Keep in mind, though, that schools are by and large subsidized and to some extent artificial environments. This is to say, that very few people could afford to pay for their education if each student was charged tuition and the rate was set to cover all the costs involved. Building and operating a school is a very expensive prospect. Get in the habit of being very thankful if you pay very little or next to nothing and yet routinely go to school each day. Having said that, not everything you learn is such a setting is necessarily going to benefit you personally or help you down the road.
Discernment will be required early on in your education.
Money comes in, most often from taxpayers, and the bills get paid whether where is tangible practical benefit from studying each and every part of the curriculum or not. This isn’t to suggest that it is a good idea to be constantly questioning the rationale behind every single assignment that you are asked to do. But be aware, that there can be a big difference between what you may need to do to make it through the system, and what you really need to know in order to succeed when you get outside.
In saying this, I have no desire to offend any hard-working teachers or professors. But the reality is that their success is not always tied very tightly to yours. You will need to take responsibility for yourself. You will need to determine what you really need to know.
It is a good idea to begin by paying attention to what is basic and essential. Acquire basic knowledge and essential practical skills. Build from there. It depends what you want to do with your life. But very often, your marks won’t matter nearly as much as you might think. At one level, nobody is going to care even if you get good marks in, say, accounting. They will care though, if this means that you can get a job and then provide them with a quality service that they really need.
Yes, begin with the basics. Focus on practical outcomes.
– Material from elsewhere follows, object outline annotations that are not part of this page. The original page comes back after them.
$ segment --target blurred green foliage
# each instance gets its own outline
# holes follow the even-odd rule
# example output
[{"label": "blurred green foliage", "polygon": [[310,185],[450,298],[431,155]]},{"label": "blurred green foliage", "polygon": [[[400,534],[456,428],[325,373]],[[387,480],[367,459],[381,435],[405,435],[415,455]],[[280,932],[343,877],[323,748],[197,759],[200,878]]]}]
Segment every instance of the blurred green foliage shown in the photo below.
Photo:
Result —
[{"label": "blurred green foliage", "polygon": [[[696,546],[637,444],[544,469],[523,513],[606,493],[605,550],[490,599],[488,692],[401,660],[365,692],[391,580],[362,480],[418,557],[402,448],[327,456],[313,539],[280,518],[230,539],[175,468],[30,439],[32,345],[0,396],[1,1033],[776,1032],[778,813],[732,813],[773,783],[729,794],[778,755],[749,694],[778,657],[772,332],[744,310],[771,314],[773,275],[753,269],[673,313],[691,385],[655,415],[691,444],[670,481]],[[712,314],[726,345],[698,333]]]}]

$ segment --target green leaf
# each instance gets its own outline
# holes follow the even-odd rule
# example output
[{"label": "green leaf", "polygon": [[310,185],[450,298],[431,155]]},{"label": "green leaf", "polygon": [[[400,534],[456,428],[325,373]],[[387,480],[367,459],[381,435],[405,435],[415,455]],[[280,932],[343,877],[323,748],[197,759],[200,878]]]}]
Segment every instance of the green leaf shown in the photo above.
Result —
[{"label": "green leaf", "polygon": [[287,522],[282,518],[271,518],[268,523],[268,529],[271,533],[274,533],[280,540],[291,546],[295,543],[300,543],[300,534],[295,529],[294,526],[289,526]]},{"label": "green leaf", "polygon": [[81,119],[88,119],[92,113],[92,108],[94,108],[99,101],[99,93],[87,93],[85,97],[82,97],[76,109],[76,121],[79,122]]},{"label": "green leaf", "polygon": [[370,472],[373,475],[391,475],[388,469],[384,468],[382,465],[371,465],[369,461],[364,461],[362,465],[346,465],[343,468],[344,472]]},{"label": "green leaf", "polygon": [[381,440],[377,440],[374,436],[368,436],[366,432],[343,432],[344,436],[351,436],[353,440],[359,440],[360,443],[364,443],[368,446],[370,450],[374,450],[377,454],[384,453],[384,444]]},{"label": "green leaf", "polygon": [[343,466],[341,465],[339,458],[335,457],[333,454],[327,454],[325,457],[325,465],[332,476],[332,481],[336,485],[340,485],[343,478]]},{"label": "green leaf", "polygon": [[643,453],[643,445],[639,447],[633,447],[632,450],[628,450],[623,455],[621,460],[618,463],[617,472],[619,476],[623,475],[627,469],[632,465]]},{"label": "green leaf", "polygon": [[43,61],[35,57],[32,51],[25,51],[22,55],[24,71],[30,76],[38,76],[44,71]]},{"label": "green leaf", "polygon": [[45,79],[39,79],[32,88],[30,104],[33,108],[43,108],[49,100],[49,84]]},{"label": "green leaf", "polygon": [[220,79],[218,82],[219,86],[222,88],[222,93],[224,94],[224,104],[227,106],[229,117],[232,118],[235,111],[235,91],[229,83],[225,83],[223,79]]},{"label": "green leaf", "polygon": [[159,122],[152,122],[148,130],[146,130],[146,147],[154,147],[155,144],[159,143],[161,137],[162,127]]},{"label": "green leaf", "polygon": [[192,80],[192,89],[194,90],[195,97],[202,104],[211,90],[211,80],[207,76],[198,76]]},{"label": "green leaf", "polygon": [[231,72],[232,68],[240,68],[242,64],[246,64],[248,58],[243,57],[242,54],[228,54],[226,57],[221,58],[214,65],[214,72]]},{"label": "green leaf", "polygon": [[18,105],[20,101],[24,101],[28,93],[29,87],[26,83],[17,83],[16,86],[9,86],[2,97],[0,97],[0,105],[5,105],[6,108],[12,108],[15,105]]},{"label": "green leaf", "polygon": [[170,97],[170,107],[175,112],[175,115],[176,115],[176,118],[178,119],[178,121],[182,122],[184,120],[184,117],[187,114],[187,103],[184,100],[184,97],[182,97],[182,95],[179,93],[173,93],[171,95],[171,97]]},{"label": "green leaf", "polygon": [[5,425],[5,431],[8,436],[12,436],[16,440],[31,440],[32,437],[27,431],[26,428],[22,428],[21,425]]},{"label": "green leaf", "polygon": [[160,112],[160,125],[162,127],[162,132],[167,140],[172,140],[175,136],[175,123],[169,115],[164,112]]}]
Become sophisticated and culturally refined if you like, but do this on the side; don’t make it your main concern.
From there, try to explore and develop a personal area of interest. This is to say, that it is a good idea to commit to a specific career path as soon as you can. Find out what you enjoy, what you are good at, what type of personality you have, and how you might go about identifying a career direction that takes these things into consideration. It can take a long time to get the training that you need. It can be very expensive as the years go by. So get started as soon as you can.
Be sure that you will clearly have a valuable service to offer others when your formal education comes to an end.